[Devel] Re: [PATCH 00/80] Kernel based checkpoint/restart [v18]
Rishikesh
risrajak at linux.vnet.ibm.com
Thu Sep 24 06:05:58 PDT 2009
Hi Oren,
I am getting following build error while compiling linux-cr kernel.
git://git.ncl.cs.columbia.edu/pub/git/linux-cr.git
...
76569 net/unix/af_unix.c:528: error: ‘unix_collect’ undeclared here (not
in a function)
76570 LD [M] drivers/net/enic/enic.o
76571 make[2]: *** [net/unix/af_unix.o] Error 1
76572 make[1]: *** [net/unix] Error 2
76573 make: *** [net] Error 2
76574 make: *** Waiting for unfinished jobs....
...
Let me know if you need config file.
-Rishi
Oren Laadan wrote:
> Hi Andrew,
>
> This is our recent round of checkpoint/restart patches. It can
> checkpoint and restart interactive sessions of 'screen' across
> kernel reboot. Please consider applying to -mm.
>
> Patches 1-17 are clean-ups and preparations for c/r:
> * 1,2,3,4 and 9,10: cleanups, also useful for c/r.

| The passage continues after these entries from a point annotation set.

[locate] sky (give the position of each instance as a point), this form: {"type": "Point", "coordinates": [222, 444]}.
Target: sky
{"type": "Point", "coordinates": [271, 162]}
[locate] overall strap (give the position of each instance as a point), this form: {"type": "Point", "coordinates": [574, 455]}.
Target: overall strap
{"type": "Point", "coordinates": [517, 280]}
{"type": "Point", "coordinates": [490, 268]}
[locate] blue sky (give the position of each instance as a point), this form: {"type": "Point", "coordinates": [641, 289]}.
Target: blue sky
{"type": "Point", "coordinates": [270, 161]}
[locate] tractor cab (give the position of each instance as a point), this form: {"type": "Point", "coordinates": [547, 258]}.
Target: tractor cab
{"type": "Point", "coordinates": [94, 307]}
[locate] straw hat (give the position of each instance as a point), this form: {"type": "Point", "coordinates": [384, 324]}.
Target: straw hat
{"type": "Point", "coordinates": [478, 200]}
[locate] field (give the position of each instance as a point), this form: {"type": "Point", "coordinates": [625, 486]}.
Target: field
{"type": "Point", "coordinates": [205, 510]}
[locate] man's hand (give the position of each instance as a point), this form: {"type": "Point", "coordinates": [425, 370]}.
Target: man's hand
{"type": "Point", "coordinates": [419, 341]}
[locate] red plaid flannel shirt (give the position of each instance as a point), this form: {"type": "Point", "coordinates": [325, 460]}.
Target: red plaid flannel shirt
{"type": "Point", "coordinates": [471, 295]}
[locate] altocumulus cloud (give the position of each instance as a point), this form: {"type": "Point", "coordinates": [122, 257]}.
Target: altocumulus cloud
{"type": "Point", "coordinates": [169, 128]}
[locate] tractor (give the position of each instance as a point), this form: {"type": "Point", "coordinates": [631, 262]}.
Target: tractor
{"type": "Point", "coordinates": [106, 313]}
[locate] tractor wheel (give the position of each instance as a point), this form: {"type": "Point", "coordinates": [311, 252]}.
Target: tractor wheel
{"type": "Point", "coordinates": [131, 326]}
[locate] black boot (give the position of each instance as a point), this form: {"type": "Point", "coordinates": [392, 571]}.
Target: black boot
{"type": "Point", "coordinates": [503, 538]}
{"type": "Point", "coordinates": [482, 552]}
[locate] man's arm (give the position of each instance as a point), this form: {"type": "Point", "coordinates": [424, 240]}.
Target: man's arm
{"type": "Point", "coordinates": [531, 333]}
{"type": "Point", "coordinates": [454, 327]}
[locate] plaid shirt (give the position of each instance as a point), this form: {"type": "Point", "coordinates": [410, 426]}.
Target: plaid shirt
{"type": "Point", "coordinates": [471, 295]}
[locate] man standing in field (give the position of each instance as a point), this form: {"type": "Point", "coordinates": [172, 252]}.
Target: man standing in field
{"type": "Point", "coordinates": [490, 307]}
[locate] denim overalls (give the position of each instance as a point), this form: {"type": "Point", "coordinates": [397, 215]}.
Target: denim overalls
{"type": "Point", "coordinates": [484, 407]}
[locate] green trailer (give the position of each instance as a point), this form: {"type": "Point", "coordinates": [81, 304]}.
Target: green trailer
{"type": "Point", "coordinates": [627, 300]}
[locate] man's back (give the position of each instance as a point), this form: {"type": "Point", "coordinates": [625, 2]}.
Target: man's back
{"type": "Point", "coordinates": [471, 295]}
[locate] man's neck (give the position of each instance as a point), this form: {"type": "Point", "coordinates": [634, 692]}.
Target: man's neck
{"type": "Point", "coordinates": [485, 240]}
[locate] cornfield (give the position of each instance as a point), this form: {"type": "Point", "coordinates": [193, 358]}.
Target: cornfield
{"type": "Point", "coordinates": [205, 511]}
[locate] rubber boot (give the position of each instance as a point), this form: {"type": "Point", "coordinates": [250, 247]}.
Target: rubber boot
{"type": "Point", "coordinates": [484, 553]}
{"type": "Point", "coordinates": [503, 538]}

> * 5,6: fix freezer control group
> * 7,8: extend freezer control group for c/r.
> * 11-17: clone_with_pid
>
> Patch 18 reserves the system calls slots - please apply so we
> don't need to keep changing them.
>
> Patches 19-80 contain the actual c/r code; we've exhausted the
> reviewers for most of them.
>
> Patch 32 implements a deferqueue - mechanism for a process to
> defer work for some later time (unlike workqueue, designed for
> the work to execute in the context of same/original process).
>
> Thanks,
>
> Oren.
>
> ----
>
> Application checkpoint/restart (c/r) is the ability to save the state
> of a running application so that it can later resume its execution
> from the time at which it was checkpointed, on the same or a different
> machine.
>
> This version brings support many new features, including support for
> unix domain sockets, fifos, pseudo-terminals, and signals (see the
> detailed changelog below).
>
> With these in place, it can now checkpoint and restart not only batch
> jobs, but also interactive programs using 'screen'. For example, users
> can checkpoint a 'screen' session with multiple shells, upgrade their
> kernel, reboot, and restart their interactive 'screen' session from
> before !
>
> This patchset was compiled and tested against v2.6.31. For more
> information, check out Documentation/checkpoint/*.txt
>
> Q: How useful is this code as it stands in real-world usage?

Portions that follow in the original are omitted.